Who gets IP rights from any discoveries? The intellectual property developed during PITCH is owned by your university. However during the course of the project, PITCH scientists may become inventors. In those cases, they will participate in any future revenue sharing according to the policies in place at the university from which the project originated.
Can a publication be submitted based on PITCH project findings? Yes. You must engage the technology transfer group at your host institution prior to any publications to ensure that the intellectual property remains intact for engagement of future investment.
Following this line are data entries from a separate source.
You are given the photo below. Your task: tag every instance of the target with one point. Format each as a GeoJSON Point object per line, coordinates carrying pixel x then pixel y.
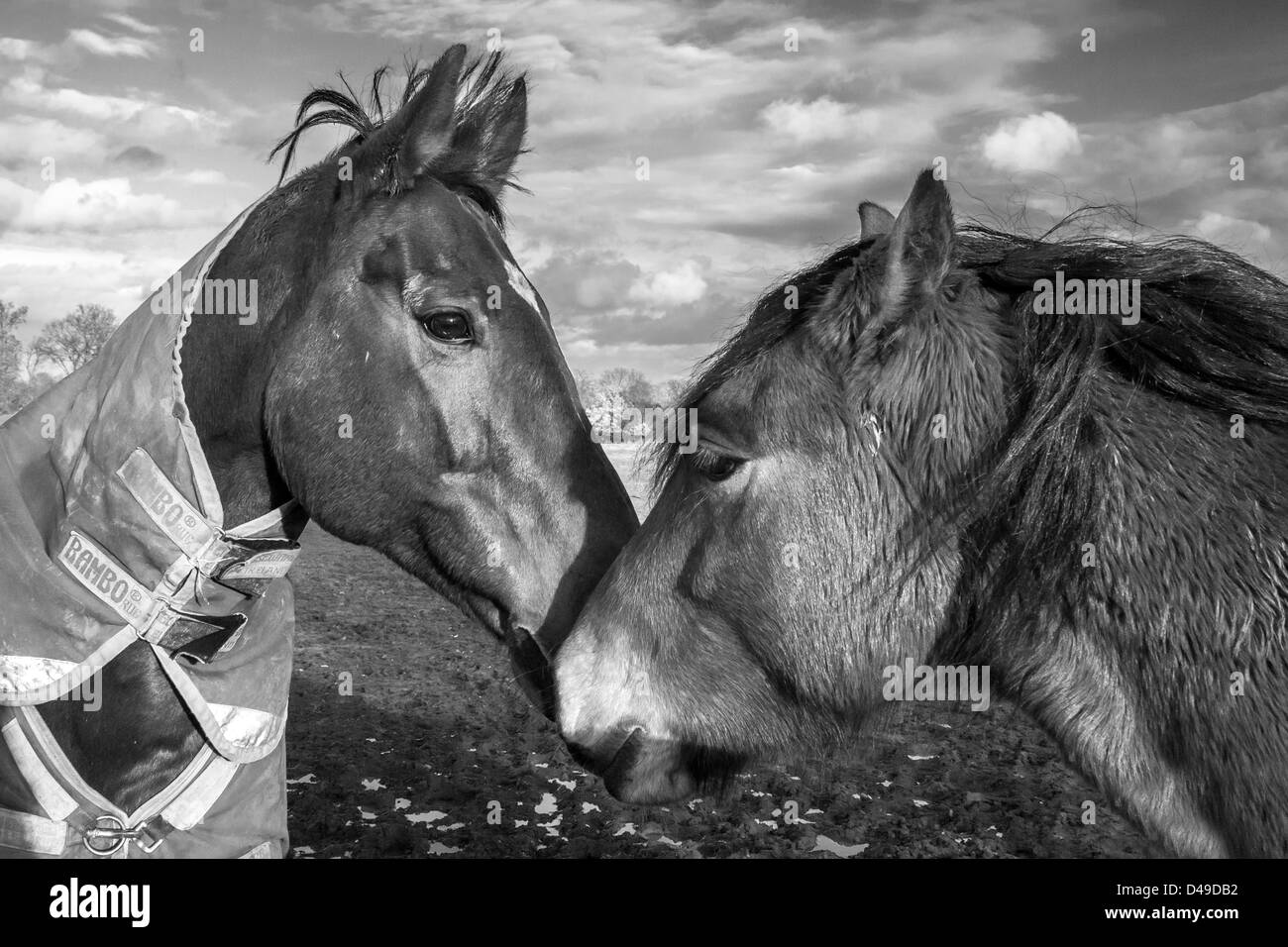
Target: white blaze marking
{"type": "Point", "coordinates": [520, 285]}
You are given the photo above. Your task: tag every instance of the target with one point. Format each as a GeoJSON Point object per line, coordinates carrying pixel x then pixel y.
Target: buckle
{"type": "Point", "coordinates": [111, 830]}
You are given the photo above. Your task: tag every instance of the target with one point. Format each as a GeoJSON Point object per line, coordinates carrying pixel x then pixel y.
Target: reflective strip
{"type": "Point", "coordinates": [196, 799]}
{"type": "Point", "coordinates": [245, 727]}
{"type": "Point", "coordinates": [33, 834]}
{"type": "Point", "coordinates": [52, 796]}
{"type": "Point", "coordinates": [273, 519]}
{"type": "Point", "coordinates": [24, 673]}
{"type": "Point", "coordinates": [166, 506]}
{"type": "Point", "coordinates": [115, 587]}
{"type": "Point", "coordinates": [271, 565]}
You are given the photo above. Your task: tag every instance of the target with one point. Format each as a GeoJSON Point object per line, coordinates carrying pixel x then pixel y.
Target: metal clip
{"type": "Point", "coordinates": [111, 828]}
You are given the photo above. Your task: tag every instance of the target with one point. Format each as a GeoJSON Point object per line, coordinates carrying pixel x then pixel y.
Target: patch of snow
{"type": "Point", "coordinates": [424, 818]}
{"type": "Point", "coordinates": [823, 844]}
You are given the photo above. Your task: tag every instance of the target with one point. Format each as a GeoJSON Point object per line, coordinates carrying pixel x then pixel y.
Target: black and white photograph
{"type": "Point", "coordinates": [642, 429]}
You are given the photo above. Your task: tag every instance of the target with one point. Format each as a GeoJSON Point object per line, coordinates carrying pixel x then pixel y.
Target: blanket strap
{"type": "Point", "coordinates": [72, 808]}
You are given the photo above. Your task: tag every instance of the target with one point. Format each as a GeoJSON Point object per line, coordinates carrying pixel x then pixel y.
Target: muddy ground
{"type": "Point", "coordinates": [437, 754]}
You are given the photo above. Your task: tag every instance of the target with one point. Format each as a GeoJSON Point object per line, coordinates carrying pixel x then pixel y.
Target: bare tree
{"type": "Point", "coordinates": [630, 384]}
{"type": "Point", "coordinates": [11, 352]}
{"type": "Point", "coordinates": [73, 341]}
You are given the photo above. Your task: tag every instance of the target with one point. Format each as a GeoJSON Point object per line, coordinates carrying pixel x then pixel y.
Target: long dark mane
{"type": "Point", "coordinates": [485, 90]}
{"type": "Point", "coordinates": [1212, 333]}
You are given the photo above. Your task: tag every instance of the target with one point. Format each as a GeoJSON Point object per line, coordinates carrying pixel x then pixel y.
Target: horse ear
{"type": "Point", "coordinates": [500, 146]}
{"type": "Point", "coordinates": [921, 244]}
{"type": "Point", "coordinates": [432, 115]}
{"type": "Point", "coordinates": [918, 256]}
{"type": "Point", "coordinates": [874, 221]}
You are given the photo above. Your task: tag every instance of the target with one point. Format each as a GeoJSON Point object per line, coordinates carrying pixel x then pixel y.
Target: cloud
{"type": "Point", "coordinates": [132, 24]}
{"type": "Point", "coordinates": [1031, 144]}
{"type": "Point", "coordinates": [1229, 232]}
{"type": "Point", "coordinates": [670, 287]}
{"type": "Point", "coordinates": [98, 44]}
{"type": "Point", "coordinates": [809, 121]}
{"type": "Point", "coordinates": [22, 51]}
{"type": "Point", "coordinates": [107, 205]}
{"type": "Point", "coordinates": [140, 158]}
{"type": "Point", "coordinates": [585, 282]}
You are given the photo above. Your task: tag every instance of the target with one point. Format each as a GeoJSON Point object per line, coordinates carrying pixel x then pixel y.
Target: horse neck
{"type": "Point", "coordinates": [227, 363]}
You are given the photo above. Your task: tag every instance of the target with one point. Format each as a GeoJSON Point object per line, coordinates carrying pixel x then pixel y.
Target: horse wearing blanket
{"type": "Point", "coordinates": [151, 502]}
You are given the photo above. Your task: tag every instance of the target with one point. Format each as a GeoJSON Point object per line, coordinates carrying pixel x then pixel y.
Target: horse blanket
{"type": "Point", "coordinates": [111, 532]}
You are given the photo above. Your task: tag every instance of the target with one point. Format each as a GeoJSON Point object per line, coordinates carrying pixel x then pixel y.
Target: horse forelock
{"type": "Point", "coordinates": [484, 95]}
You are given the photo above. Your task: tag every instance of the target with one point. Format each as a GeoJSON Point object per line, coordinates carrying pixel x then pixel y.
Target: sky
{"type": "Point", "coordinates": [123, 150]}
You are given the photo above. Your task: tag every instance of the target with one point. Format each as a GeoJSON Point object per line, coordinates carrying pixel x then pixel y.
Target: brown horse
{"type": "Point", "coordinates": [389, 307]}
{"type": "Point", "coordinates": [935, 459]}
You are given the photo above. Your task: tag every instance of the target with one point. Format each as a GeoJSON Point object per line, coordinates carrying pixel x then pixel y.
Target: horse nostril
{"type": "Point", "coordinates": [610, 751]}
{"type": "Point", "coordinates": [532, 669]}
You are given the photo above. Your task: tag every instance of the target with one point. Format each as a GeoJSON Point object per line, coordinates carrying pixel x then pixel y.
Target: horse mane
{"type": "Point", "coordinates": [1212, 333]}
{"type": "Point", "coordinates": [484, 93]}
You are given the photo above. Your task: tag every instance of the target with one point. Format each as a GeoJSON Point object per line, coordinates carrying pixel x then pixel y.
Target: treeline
{"type": "Point", "coordinates": [609, 395]}
{"type": "Point", "coordinates": [60, 348]}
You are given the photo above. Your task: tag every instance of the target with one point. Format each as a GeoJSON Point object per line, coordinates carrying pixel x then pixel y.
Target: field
{"type": "Point", "coordinates": [437, 754]}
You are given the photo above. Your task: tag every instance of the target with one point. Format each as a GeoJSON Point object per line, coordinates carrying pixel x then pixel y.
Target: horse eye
{"type": "Point", "coordinates": [716, 467]}
{"type": "Point", "coordinates": [447, 325]}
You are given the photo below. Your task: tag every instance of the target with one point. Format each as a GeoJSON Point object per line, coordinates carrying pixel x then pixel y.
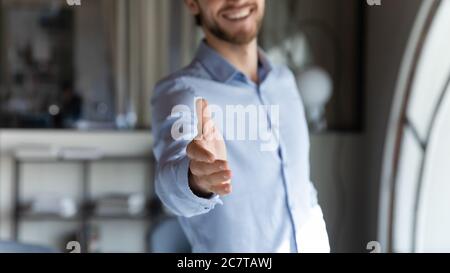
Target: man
{"type": "Point", "coordinates": [235, 194]}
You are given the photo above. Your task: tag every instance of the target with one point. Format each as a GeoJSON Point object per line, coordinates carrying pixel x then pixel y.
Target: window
{"type": "Point", "coordinates": [420, 180]}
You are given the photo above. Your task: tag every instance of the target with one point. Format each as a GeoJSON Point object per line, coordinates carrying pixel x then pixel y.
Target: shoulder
{"type": "Point", "coordinates": [284, 72]}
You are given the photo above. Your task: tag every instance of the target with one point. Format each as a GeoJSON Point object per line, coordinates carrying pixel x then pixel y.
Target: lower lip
{"type": "Point", "coordinates": [239, 19]}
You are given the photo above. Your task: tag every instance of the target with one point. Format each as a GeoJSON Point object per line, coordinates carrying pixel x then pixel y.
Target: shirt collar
{"type": "Point", "coordinates": [223, 71]}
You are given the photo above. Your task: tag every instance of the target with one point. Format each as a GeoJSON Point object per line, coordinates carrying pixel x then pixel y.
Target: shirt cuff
{"type": "Point", "coordinates": [183, 182]}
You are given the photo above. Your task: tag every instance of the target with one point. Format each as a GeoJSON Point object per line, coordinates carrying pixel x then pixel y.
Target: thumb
{"type": "Point", "coordinates": [203, 116]}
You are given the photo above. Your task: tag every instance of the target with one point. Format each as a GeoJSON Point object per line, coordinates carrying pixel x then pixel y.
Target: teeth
{"type": "Point", "coordinates": [238, 15]}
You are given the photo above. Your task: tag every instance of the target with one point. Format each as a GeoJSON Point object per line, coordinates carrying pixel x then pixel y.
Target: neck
{"type": "Point", "coordinates": [243, 57]}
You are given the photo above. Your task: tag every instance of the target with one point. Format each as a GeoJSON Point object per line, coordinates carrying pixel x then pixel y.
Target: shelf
{"type": "Point", "coordinates": [47, 217]}
{"type": "Point", "coordinates": [56, 217]}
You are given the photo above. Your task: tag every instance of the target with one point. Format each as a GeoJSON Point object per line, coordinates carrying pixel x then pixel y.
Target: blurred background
{"type": "Point", "coordinates": [75, 137]}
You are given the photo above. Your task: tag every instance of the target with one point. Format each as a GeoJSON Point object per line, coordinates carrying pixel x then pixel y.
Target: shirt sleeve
{"type": "Point", "coordinates": [173, 127]}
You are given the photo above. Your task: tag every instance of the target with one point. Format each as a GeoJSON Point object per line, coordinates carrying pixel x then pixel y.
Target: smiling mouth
{"type": "Point", "coordinates": [239, 14]}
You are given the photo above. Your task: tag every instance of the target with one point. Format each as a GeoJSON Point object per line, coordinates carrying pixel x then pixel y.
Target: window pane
{"type": "Point", "coordinates": [406, 186]}
{"type": "Point", "coordinates": [434, 210]}
{"type": "Point", "coordinates": [432, 72]}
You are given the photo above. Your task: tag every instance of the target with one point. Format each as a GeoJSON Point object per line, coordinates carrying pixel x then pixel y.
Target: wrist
{"type": "Point", "coordinates": [193, 185]}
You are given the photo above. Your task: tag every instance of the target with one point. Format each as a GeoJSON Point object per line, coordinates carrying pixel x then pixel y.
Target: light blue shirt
{"type": "Point", "coordinates": [273, 206]}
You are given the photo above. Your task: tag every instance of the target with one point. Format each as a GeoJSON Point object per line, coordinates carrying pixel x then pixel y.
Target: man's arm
{"type": "Point", "coordinates": [184, 164]}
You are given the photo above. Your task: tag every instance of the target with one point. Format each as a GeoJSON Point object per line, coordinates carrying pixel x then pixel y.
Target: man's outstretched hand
{"type": "Point", "coordinates": [209, 172]}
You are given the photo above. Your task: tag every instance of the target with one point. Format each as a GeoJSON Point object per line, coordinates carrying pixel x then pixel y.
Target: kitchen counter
{"type": "Point", "coordinates": [111, 143]}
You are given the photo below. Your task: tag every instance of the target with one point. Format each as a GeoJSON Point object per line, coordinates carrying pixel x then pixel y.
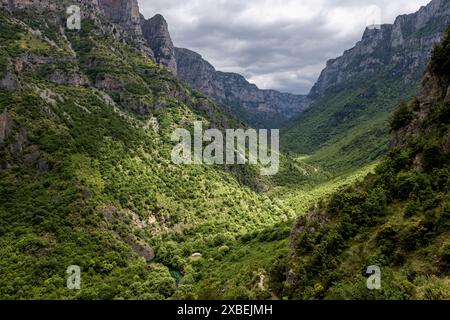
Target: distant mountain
{"type": "Point", "coordinates": [346, 126]}
{"type": "Point", "coordinates": [396, 220]}
{"type": "Point", "coordinates": [259, 108]}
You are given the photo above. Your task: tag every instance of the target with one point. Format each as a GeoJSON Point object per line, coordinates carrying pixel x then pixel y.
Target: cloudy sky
{"type": "Point", "coordinates": [276, 44]}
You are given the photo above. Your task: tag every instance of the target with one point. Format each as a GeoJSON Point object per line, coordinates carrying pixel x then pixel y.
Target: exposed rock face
{"type": "Point", "coordinates": [156, 32]}
{"type": "Point", "coordinates": [5, 127]}
{"type": "Point", "coordinates": [9, 82]}
{"type": "Point", "coordinates": [402, 49]}
{"type": "Point", "coordinates": [124, 13]}
{"type": "Point", "coordinates": [260, 108]}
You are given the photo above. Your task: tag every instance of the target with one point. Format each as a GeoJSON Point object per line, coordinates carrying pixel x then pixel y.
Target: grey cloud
{"type": "Point", "coordinates": [277, 44]}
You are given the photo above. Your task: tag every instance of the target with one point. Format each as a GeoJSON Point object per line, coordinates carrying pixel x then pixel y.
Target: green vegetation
{"type": "Point", "coordinates": [347, 129]}
{"type": "Point", "coordinates": [86, 179]}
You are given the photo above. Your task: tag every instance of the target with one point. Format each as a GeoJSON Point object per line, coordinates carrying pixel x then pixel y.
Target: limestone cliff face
{"type": "Point", "coordinates": [156, 33]}
{"type": "Point", "coordinates": [260, 108]}
{"type": "Point", "coordinates": [401, 49]}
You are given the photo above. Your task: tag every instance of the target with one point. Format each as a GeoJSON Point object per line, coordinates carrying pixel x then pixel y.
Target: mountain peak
{"type": "Point", "coordinates": [123, 12]}
{"type": "Point", "coordinates": [156, 32]}
{"type": "Point", "coordinates": [401, 48]}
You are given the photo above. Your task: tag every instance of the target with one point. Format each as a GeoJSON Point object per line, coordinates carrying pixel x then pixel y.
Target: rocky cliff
{"type": "Point", "coordinates": [156, 32]}
{"type": "Point", "coordinates": [260, 108]}
{"type": "Point", "coordinates": [123, 12]}
{"type": "Point", "coordinates": [402, 49]}
{"type": "Point", "coordinates": [396, 219]}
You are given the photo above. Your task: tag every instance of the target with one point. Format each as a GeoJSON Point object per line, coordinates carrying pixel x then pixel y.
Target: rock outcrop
{"type": "Point", "coordinates": [124, 13]}
{"type": "Point", "coordinates": [402, 49]}
{"type": "Point", "coordinates": [260, 108]}
{"type": "Point", "coordinates": [156, 33]}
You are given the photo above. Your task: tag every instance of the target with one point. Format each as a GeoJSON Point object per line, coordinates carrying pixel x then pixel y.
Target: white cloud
{"type": "Point", "coordinates": [277, 44]}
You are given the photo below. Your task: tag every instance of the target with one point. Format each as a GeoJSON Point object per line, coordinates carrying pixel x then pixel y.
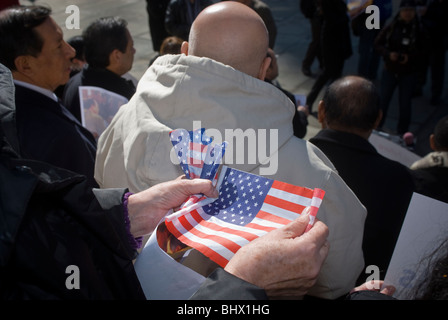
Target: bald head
{"type": "Point", "coordinates": [231, 33]}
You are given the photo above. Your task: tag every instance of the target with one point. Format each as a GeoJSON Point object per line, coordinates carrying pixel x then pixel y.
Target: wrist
{"type": "Point", "coordinates": [136, 242]}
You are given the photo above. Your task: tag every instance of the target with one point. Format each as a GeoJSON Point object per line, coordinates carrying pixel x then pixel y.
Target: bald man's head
{"type": "Point", "coordinates": [231, 33]}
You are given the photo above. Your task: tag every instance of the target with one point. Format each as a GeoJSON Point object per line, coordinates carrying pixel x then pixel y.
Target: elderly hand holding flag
{"type": "Point", "coordinates": [261, 225]}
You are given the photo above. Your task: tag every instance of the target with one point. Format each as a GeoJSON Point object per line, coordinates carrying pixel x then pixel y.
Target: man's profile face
{"type": "Point", "coordinates": [51, 68]}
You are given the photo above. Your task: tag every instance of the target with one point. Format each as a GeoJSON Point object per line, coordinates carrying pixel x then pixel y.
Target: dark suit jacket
{"type": "Point", "coordinates": [384, 186]}
{"type": "Point", "coordinates": [48, 132]}
{"type": "Point", "coordinates": [102, 78]}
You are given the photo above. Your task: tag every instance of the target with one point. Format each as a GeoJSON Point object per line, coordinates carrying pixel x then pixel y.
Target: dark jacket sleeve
{"type": "Point", "coordinates": [221, 285]}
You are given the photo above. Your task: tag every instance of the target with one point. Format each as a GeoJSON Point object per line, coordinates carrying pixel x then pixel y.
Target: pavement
{"type": "Point", "coordinates": [292, 41]}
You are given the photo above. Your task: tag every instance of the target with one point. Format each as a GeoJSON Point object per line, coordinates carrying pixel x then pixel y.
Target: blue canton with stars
{"type": "Point", "coordinates": [241, 196]}
{"type": "Point", "coordinates": [209, 161]}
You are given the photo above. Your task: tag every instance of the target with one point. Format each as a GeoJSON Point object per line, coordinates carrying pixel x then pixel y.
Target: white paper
{"type": "Point", "coordinates": [424, 229]}
{"type": "Point", "coordinates": [98, 107]}
{"type": "Point", "coordinates": [162, 277]}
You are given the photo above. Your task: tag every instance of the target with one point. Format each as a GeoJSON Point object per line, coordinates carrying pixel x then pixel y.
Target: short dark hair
{"type": "Point", "coordinates": [77, 42]}
{"type": "Point", "coordinates": [102, 37]}
{"type": "Point", "coordinates": [17, 32]}
{"type": "Point", "coordinates": [441, 134]}
{"type": "Point", "coordinates": [353, 104]}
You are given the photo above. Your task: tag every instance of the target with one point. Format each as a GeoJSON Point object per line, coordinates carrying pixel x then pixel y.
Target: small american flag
{"type": "Point", "coordinates": [198, 158]}
{"type": "Point", "coordinates": [248, 207]}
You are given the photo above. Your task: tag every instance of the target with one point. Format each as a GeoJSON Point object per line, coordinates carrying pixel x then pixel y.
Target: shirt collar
{"type": "Point", "coordinates": [41, 90]}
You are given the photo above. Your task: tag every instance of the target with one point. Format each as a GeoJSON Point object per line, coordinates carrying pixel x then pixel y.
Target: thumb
{"type": "Point", "coordinates": [295, 228]}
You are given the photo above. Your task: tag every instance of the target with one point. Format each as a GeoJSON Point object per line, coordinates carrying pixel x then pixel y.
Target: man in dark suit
{"type": "Point", "coordinates": [349, 111]}
{"type": "Point", "coordinates": [109, 52]}
{"type": "Point", "coordinates": [336, 45]}
{"type": "Point", "coordinates": [33, 48]}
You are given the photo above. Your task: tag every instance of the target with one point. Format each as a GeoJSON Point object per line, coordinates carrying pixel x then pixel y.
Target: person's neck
{"type": "Point", "coordinates": [362, 133]}
{"type": "Point", "coordinates": [24, 78]}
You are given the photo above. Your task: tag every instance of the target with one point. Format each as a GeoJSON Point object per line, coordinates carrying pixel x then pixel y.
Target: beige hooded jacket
{"type": "Point", "coordinates": [178, 90]}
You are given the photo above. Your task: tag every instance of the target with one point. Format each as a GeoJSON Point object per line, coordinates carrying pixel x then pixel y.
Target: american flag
{"type": "Point", "coordinates": [248, 207]}
{"type": "Point", "coordinates": [198, 157]}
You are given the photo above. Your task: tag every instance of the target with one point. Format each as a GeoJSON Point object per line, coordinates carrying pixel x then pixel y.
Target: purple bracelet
{"type": "Point", "coordinates": [136, 243]}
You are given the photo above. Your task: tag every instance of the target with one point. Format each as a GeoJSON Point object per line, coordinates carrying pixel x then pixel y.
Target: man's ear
{"type": "Point", "coordinates": [378, 119]}
{"type": "Point", "coordinates": [184, 48]}
{"type": "Point", "coordinates": [23, 65]}
{"type": "Point", "coordinates": [114, 57]}
{"type": "Point", "coordinates": [321, 114]}
{"type": "Point", "coordinates": [264, 68]}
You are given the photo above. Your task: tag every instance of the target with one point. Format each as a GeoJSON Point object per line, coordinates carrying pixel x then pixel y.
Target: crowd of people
{"type": "Point", "coordinates": [69, 198]}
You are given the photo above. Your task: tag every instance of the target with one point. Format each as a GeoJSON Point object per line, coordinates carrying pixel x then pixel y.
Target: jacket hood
{"type": "Point", "coordinates": [8, 130]}
{"type": "Point", "coordinates": [182, 90]}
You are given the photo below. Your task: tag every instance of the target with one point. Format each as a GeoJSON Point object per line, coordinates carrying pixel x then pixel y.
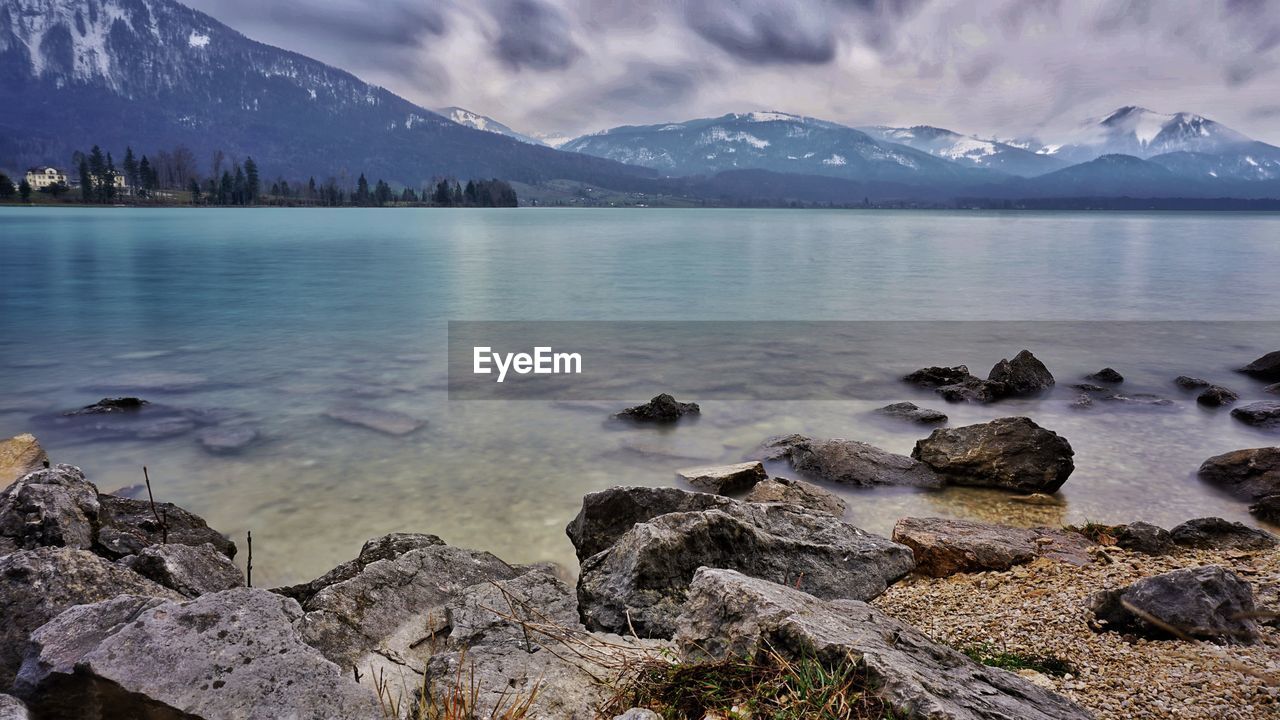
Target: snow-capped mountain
{"type": "Point", "coordinates": [769, 141]}
{"type": "Point", "coordinates": [1144, 133]}
{"type": "Point", "coordinates": [485, 123]}
{"type": "Point", "coordinates": [155, 73]}
{"type": "Point", "coordinates": [969, 150]}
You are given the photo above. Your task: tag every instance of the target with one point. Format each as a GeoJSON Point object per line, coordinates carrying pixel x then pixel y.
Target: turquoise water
{"type": "Point", "coordinates": [275, 317]}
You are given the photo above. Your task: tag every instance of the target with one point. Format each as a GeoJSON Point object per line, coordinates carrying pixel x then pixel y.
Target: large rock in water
{"type": "Point", "coordinates": [234, 654]}
{"type": "Point", "coordinates": [640, 582]}
{"type": "Point", "coordinates": [945, 547]}
{"type": "Point", "coordinates": [190, 569]}
{"type": "Point", "coordinates": [1024, 374]}
{"type": "Point", "coordinates": [1248, 474]}
{"type": "Point", "coordinates": [1265, 414]}
{"type": "Point", "coordinates": [37, 584]}
{"type": "Point", "coordinates": [54, 506]}
{"type": "Point", "coordinates": [1010, 452]}
{"type": "Point", "coordinates": [848, 461]}
{"type": "Point", "coordinates": [18, 456]}
{"type": "Point", "coordinates": [734, 615]}
{"type": "Point", "coordinates": [796, 492]}
{"type": "Point", "coordinates": [1207, 602]}
{"type": "Point", "coordinates": [1266, 368]}
{"type": "Point", "coordinates": [725, 479]}
{"type": "Point", "coordinates": [607, 515]}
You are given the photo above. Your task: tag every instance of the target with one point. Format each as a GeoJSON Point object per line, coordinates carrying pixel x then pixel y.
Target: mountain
{"type": "Point", "coordinates": [1144, 133]}
{"type": "Point", "coordinates": [155, 74]}
{"type": "Point", "coordinates": [772, 141]}
{"type": "Point", "coordinates": [475, 121]}
{"type": "Point", "coordinates": [969, 150]}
Publications must acknowledge the financial support of PITCH and, when appropriate, include the PITCH scientists who have contributed to the findings in the submitted manuscript.
Can projects accepted for PITCH seek additional funding from other agencies? A PITCH project cannot be funded by any other group or funding agency if that would result in granting IP rights to a third party (e.g., sponsored research from a pharmaceutical company or private foundation). However, you are able to submit the project for alternative funding while it is being actively executed by PITCH to agencies that assign IP rights to your home university (e.g., federal funding such as NIH, DoD). Revenue resulting from royalties, milestones, licensing, or other capital-generating events which participated in PITCH will be distributed according to the UConn and Yale policies regarding faculty inventor revenue sharing and to the allocations established in the royalty sharing agreement between Yale, UConn and Connecticut Innovations. The basis of the agreement is to incentivize all groups as stakeholders in the success of the program.